Google Health today shared an AI model trained on more than 90,000 mammogram X-rays that achieves better results than human radiology experts while recognizing more false negatives, the kind of images that look normal but contain breast cancer. Initial findings were published in Nature.
The model achieves lower rates of false positives (5.7% in the U.S. and 1.2% in the U.K.). It also achieves lower rates of false negatives (9.4% in the U.S. and 2.7% in the U.K.). The result is a collaboration between Google’s DeepMind, Cancer Research UK, Northwestern University, and Royal Surrey County Hospital.
According to the National Health Service in the U.K. and the American Cancer Society, roughly 1 in 8 women are diagnosed with breast cancer in their lifetime, making it the most common cancer diagnosis among women.

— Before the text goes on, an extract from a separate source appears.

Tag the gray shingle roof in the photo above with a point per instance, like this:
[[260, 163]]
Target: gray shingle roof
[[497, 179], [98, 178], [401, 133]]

The model is trained on mammogram imagery from 76,000 women in the U.K. and more than 15,000 women in the United States and then evaluated using a data set of imagery from more than 25,000 women in the U.K. and 3,000 women in the U.S.
“Looking forward to future applications, there are some promising signs that the model could potentially increase the accuracy and efficiency of screening programs, as well as reduce wait times and stress for patients,” Google said in a blog post today. “But getting there will require continued research, prospective clinical studies, and regulatory approval to understand and prove how software systems inspired by this research could improve patient care.”
A year ago, Google developed AI for metastic breast cancer detection with 99% accuracy. IBM Research is also focusing on breast cancer. In 2019, IBM created a model that predicts when women will develop malignant breast cancer within a year, and AI to analyze breast cancer cells.